The “obesity paradox” in HF can be attributed to the following predominant mechanisms. Firstly, patients with HF are generally in a catabolic state, and obesity or overweight may suggest a greater presence of physiological reserves and can potentially lead to a more favorable prognosis [36]. Secondly, B-natriuretic peptide levels are frequently decreased in obese people, demonstrating that this specific subset of people has better hemodynamic properties [40]. These patients are capable of maintaining elevated blood pressures, potentially preserving renal function and allowing individuals to endure more beneficial medications for prognosis such as neprilysin inhibitors, angiotensin receptor blockers, angiotensin-converting enzyme inhibitors (ACEI), and beta-blockers [41]. Thirdly, those patients may derive advantages from the preventative properties that anti-inflammatory adipokines exert. In HF, elevated amounts of tumor necrosis factor-alpha (TNF-α) may induce heart damage due to its pro-apoptotic and detrimental impact on the myocardium. Nevertheless, adipose tissue generates soluble TNF-α receptors that demonstrate cardioprotective properties by counteracting the biological actions of TNF-α [42, 43]. Additionally, obesity is linked to reduced levels of adiponectin, an adipokine that enhances energy expenditure and promotes weight loss. However, these effects are detrimental for HF patients in a catabolic state [44]. Finally, the presence of adipose tissue is frequently linked to elevated muscular strength and enhanced cardiopulmonary function in HF patients, which is advantageous for them [45]. The research findings have significant implications for clinical practice and patient self-management. Firstly, TyG-BMI index can serve as an effective predictive indicator in the management of HF patients. Patients who have lower TyG-BMI index experience an increased probability of death. Secondly, paying close attention to the BMI and nutritional status of HF patients is highly significant, and providing early nutritional support is vital for those with low body weight or poor nutritional status. Furthermore, gastrointestinal edema in HF patients may result in reduced appetite and weight loss, which might manifest before obvious symptoms like limb edema and breathing difficulties. The survival rate of patients with HF may be increased by the prompt identification and management of these symptoms.

But there were certain restrictions on our study as well. Firstly, this retrospective investigation depends on observational research, which limits the ability to establish a definitive causal relationship. Although we utilized multivariable adjustments and subgroup analysis, potential confounders may still affect the clinical prognosis.
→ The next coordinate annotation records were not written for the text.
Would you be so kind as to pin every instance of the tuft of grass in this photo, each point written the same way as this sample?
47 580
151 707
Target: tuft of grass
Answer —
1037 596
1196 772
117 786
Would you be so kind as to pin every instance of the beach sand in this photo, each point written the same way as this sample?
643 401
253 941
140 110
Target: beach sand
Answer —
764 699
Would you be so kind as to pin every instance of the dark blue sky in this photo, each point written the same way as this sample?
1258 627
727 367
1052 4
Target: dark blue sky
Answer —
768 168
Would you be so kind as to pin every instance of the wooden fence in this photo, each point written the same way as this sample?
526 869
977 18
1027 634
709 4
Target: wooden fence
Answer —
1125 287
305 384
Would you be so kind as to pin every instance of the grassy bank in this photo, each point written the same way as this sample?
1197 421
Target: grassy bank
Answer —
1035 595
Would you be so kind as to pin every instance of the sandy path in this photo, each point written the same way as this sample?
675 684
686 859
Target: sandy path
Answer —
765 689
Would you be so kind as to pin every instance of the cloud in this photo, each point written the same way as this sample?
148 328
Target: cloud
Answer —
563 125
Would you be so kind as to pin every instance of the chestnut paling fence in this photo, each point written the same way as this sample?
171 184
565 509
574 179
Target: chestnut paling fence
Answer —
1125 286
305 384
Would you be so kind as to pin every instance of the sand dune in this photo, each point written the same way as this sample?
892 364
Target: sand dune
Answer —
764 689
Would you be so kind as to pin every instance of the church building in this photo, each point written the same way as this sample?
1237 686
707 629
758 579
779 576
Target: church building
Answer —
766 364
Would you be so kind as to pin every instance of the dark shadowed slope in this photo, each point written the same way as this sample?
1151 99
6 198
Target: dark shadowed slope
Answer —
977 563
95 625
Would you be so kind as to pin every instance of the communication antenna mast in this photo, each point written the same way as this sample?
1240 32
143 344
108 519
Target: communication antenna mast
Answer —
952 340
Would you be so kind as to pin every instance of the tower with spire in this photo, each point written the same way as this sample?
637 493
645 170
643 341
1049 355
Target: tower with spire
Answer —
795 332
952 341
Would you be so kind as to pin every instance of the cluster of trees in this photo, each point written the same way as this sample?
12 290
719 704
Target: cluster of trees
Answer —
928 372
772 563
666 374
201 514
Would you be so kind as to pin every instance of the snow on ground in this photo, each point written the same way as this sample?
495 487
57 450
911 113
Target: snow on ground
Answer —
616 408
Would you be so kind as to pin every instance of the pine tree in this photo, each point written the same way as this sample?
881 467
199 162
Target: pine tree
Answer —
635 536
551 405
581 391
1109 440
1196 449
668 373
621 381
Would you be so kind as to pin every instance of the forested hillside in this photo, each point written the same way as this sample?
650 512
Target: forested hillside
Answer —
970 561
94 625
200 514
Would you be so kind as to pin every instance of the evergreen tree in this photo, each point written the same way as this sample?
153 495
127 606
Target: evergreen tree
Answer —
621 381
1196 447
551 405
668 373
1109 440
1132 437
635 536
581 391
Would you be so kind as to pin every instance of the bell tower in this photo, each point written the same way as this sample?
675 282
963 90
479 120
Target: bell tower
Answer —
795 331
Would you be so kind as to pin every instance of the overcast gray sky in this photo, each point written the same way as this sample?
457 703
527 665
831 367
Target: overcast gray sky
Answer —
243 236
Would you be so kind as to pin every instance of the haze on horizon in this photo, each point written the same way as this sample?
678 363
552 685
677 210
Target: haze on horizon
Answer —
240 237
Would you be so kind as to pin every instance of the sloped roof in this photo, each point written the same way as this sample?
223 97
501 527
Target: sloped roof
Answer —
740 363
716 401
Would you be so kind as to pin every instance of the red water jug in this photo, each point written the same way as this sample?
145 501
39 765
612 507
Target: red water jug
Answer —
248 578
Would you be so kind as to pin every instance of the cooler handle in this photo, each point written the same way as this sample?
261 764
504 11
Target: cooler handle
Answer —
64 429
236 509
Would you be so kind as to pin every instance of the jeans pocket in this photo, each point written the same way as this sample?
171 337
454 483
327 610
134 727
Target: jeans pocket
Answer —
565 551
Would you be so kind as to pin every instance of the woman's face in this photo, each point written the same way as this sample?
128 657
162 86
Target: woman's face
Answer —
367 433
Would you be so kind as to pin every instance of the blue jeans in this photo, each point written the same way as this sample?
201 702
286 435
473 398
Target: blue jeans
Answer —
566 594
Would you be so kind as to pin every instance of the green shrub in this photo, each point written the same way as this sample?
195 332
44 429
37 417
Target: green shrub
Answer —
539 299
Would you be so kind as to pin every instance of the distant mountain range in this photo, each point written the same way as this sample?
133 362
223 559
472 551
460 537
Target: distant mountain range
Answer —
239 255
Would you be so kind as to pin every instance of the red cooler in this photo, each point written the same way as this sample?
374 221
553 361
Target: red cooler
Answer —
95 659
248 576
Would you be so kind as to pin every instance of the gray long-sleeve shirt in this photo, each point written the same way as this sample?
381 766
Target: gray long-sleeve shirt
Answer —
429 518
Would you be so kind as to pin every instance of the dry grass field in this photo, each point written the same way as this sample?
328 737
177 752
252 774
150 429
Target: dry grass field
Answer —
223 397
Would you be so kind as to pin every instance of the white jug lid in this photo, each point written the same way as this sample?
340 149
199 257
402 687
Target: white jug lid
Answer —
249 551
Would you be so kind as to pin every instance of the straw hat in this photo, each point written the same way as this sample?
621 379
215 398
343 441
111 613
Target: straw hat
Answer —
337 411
For instance, cardiac ultrasound data was not publicly accessible in the most recent version of the database, while variables like NT-proBNP and APACHE scores were not considered due to a significant amount of missing data. Furthermore, given the database limitations, it is not possible to ascertain whether all glucose and lipid measurements were obtained from fasting individuals. Thirdly, this study exclusively focused on evaluating the baseline TyG-BMI index. Further investigation is required to determine the prognostic significance of dynamic changes in the TyG-BMI index during hospitalization and follow-up.Fourthly, we were unable to compare the TyG-BMI index with other widely recognized IR measuring methods due to the absence of relevant information in the database. Finally, this study had a sample size of moderate magnitude, a relatively short follow-up duration, and was solely conducted at a single center, potentially introducing selection bias. Future research should diligently address the aforementioned issues to the fullest extent possible, with the aim of providing robust evidence to bolster our findings.

Conclusion

In spite of additional risk variables, we found that the TyG-BMI index indicated a better one-year all-cause mortality outcome for those with HF. The tyG-BMI index may serve as an effective tool for classifying and treating the risks associated with HF patients. Moreover, for patients diagnosed with heart failure, BMI should receive attention as it significantly affects prognosis.